# Small balconies, great suggestions



## Electra (Oct 24, 2014)

Does anyone has any great suggestions for small balconies in pictures 🙂 (not words)


----------



## eeo (Aug 25, 2020)

How small?


----------



## Electra (Oct 24, 2014)

eeo said:


> How small?


Aaaw, fantastic!!! 🥰


----------



## attic (May 20, 2012)

no picure, but short:
-to stick willow twigs/branches in soil in some way, either along the edge or in a bigger pot in a corner, makes for cheap little trees. I don't think one is allowed to pick, but if doing it at dusk when noone sees it isn't a problem, they won't be missed.


----------



## attic (May 20, 2012)

these kinds (from a search):









it is lighter than a proper tree with a trunk, and can be like a very thin hedge if wanting some privacy and feeling like sitting in greenery


----------



## Electra (Oct 24, 2014)

attic said:


> these kinds (from a search):
> View attachment 881914
> 
> 
> it is lighter than a proper tree with a trunk, and can be like a very thin hedge if wanting some privacy and feeling like sitting in greenery


Those are great suggestions! 😃


----------



## attic (May 20, 2012)

I like the little lights on a wire, with batteries you can recharge in a little box. That way you can bring it in in winter to protect it some, and no need for socket. This thing with snake hazel was nice:








or along something only


----------



## Electra (Oct 24, 2014)

attic said:


> I like the little lights on a wire, with batteries you can recharge in a little box. That way you can bring it in in winter to protect it some, and no need for socket.
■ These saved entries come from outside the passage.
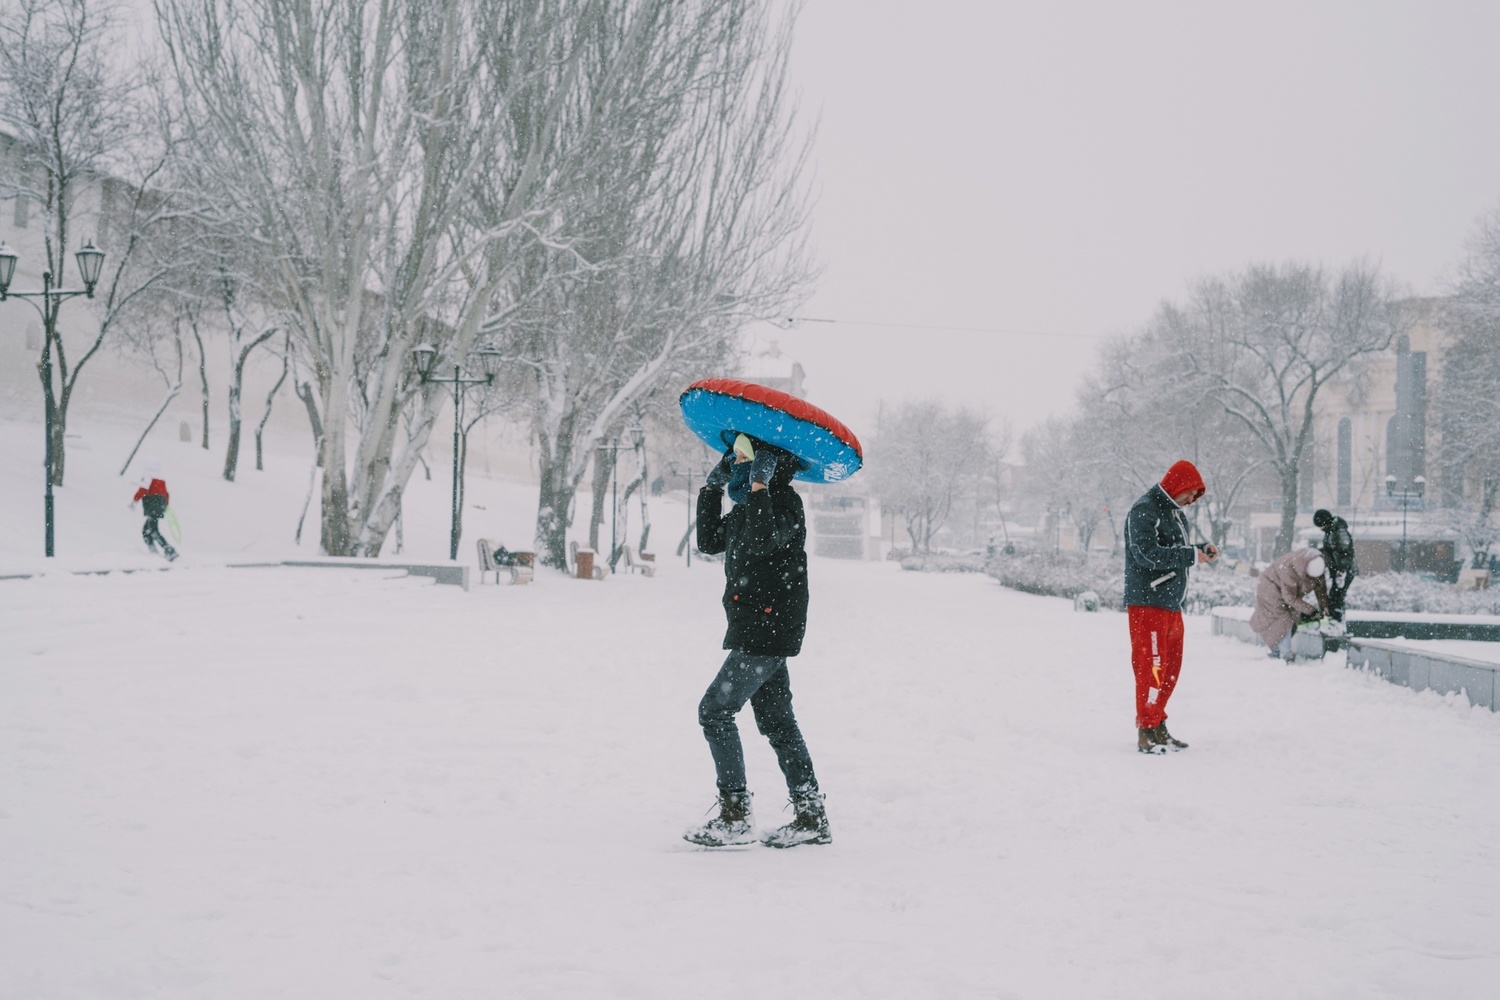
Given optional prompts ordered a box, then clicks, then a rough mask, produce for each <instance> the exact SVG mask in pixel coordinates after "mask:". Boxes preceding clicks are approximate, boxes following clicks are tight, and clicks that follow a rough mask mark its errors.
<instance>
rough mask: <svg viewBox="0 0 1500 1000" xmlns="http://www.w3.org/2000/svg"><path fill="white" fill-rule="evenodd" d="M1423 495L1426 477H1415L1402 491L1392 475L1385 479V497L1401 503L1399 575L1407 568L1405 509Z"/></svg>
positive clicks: (1406, 551) (1393, 475) (1425, 486)
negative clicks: (1385, 488)
mask: <svg viewBox="0 0 1500 1000" xmlns="http://www.w3.org/2000/svg"><path fill="white" fill-rule="evenodd" d="M1424 493H1427V477H1422V475H1419V477H1416V478H1415V480H1412V487H1410V489H1404V490H1398V489H1397V477H1394V475H1388V477H1386V496H1389V498H1391V499H1400V501H1401V570H1398V571H1400V573H1406V567H1407V549H1406V513H1407V508H1409V507H1410V505H1412V499H1413V498H1416V499H1422V495H1424Z"/></svg>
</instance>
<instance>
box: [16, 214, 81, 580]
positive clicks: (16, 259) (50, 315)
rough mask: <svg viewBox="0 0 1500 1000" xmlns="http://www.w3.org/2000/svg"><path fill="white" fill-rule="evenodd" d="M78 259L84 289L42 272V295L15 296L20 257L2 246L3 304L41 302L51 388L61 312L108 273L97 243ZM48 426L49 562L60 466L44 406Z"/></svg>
mask: <svg viewBox="0 0 1500 1000" xmlns="http://www.w3.org/2000/svg"><path fill="white" fill-rule="evenodd" d="M74 258H75V259H77V261H78V276H80V277H83V279H84V286H83V288H52V273H51V271H42V291H39V292H13V291H10V279H12V277H15V262H17V261H18V259H20V256H18V255H17V252H15V250H12V249H10V247H7V246H6V244H5V243H0V301H5V300H6V298H12V297H15V298H27V300H31V298H37V300H40V304H37V303H34V301H33V303H31V307H33V309H36V310H37V312H39V313H42V327H43V330H45V334H43V336H45V342H43V343H42V382H43V384H46V385H48V387H51V385H52V339H54V336H55V331H57V310H58V307H60V306H62V303H63V300H66V298H74V297H75V295H86V297H89V298H93V289H95V286H96V285H98V283H99V273H101V271H102V270H104V250H101V249H98V247H95V244H93V240H90V241H89V243H86V244H84V247H83V249H81V250H78V252H77V253H74ZM43 424H45V429H46V459H45V466H46V487H45V499H43V504H42V505H43V510H45V514H43V519H45V522H46V526H45V529H43V538H45V541H43V547H45V550H46V558H52V555H54V550H55V546H54V544H52V541H54V538H52V535H54V532H52V525H54V516H52V511H54V507H52V469H54V468H55V465H57V456H55V454H54V451H52V406H43Z"/></svg>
This thing with snake hazel was nice:
> View attachment 881915
> 
> or along something only


How stunning it is! 😍


----------



## Electra (Oct 24, 2014)

eeo said:


> How small?


@eeo I forgot to say that my balcony is just a little bit but probaly not as much as twice as big as that one, and rounded. It is not allowed to hang things on the walls.


----------